The foyer is a public place in which everything is where it can be found and enjoyed in the company of friends and strangers within the landscape and spaces of Fuglsang. From within it there is a line of sight to the long central gallery of the Museum, around which the other galleries are laid out, and along it to a view of the landscape and sea at its end that resembles the first narrow view seen when entering the Estate.
The galleries are very different in scale and character from the public space of the foyer and are places into which groups of visitors can spread out and immerse themselves in the collection, finding that it is arranged in three suites.
The first of these is to the right of the central gallery and consists of medium scale rooms arranged enfilade.Paintings from 1800-1900 are displayed in the first three rooms of the suite, which have ornamented ceilings and are lit by the diagonal roof lights that were seen above the façade. Further along is a room for works on paper, which for reasons of conservation is artificially lit. At the end is a gallery for plaster casts that is lit by a window looking out towards Sketjen.
Between the galleries are very small rooms, called pockets, where a few people can view a single work of art.On the opposite side of the corridor is a single, large, minimally detailed gallery for temporary exhibitions.Abstract and reconfigurable, daylight comes into this tall space through a diffusing ceiling of open metal grids, above which there is space to support suspended artworks and install projectors.
Further along on this side is the third suite, consisting of a plainly detailed top lit space that is configured with screens into four rooms. Here works of Modernism from the early to mid twentieth century will be hung, ranging from medium scale figurative works to large abstract canvases.
Connecting these spaces is the central gallery, which is neither simply an exhibition space nor a place of circulation. Couches could be interspersed with artworks in the classical manner or the whole space given over to an exhibition or an event. At the end is a room that seems like a gallery but has only windows giving views of the sea and landscape, which is intended as a place to rest and reflect.
The different characters of the galleries and public spaces developed empirically as we designed and they are bound together in a similar way to Fuglsang itself, where very different styles of buildings and spaces are connected by simple similarities.

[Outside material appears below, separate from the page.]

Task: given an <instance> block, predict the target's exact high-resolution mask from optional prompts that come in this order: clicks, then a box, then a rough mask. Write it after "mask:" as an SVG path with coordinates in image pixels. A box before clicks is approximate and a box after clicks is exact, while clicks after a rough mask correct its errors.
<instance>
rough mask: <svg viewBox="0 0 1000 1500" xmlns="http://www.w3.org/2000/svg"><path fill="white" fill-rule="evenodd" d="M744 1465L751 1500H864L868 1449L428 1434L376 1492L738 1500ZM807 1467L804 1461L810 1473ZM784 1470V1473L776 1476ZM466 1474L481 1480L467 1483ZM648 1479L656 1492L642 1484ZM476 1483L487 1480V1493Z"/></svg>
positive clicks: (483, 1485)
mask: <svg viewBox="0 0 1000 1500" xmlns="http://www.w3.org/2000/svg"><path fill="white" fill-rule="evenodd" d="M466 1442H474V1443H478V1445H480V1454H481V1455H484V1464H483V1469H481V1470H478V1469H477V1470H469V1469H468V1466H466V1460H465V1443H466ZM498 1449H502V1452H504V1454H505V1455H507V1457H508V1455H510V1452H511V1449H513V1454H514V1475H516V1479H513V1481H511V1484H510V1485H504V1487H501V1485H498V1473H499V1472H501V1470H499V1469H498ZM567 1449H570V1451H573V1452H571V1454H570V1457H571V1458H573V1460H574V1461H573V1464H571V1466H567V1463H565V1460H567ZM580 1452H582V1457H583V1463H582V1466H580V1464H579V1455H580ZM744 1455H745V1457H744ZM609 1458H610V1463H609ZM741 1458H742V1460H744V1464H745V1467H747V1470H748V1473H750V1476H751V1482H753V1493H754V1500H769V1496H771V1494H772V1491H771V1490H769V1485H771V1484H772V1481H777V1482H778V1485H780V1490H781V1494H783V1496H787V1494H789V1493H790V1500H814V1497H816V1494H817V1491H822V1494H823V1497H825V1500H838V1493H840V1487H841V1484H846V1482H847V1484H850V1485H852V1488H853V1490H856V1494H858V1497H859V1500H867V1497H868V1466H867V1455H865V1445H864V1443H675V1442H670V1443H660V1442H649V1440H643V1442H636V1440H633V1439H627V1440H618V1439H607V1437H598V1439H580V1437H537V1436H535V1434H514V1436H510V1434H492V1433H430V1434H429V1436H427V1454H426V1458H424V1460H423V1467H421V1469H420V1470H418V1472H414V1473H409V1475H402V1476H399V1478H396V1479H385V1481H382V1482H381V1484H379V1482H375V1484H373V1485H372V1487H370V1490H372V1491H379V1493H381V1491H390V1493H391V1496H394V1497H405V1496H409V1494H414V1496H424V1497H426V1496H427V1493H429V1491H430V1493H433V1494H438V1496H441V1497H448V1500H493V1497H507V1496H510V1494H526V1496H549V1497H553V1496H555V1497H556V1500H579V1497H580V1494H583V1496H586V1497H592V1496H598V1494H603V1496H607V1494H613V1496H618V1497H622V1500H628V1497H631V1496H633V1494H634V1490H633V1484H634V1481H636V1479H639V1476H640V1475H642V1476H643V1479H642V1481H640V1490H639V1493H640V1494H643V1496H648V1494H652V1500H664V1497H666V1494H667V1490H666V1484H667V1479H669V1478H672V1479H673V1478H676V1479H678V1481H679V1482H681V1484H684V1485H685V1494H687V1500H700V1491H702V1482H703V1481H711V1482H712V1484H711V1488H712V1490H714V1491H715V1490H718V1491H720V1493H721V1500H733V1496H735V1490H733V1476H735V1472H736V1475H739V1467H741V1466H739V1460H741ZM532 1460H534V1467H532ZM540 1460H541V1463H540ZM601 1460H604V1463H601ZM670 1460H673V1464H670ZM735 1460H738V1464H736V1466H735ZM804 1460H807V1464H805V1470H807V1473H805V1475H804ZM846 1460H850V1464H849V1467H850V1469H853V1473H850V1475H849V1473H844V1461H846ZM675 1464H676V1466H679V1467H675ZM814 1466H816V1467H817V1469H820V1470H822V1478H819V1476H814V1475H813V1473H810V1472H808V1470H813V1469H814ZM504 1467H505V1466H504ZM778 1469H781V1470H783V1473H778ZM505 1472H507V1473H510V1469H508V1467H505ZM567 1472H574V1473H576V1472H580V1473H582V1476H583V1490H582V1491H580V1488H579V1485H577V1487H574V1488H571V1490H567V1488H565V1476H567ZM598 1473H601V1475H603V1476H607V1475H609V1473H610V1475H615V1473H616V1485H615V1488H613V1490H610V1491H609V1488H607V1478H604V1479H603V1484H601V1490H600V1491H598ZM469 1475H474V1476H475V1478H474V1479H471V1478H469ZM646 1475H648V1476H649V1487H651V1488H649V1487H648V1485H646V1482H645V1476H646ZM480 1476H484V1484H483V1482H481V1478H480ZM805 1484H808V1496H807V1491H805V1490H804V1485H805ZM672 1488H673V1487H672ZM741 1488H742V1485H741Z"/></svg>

In this way, and through the loss and recovery of the view of landscape and sea that occurs within the Museum, some underlying qualities of the locale are introduced to the quiet, top lit exhibition spaces of the interior. Our intention is for the Museum to be filled with slight differences that are stimulating but unobtrusive, so the art not the building predominates, and for there to be a combination of familiarity and emptiness that allows the building to become the imaginative property of those who come to it.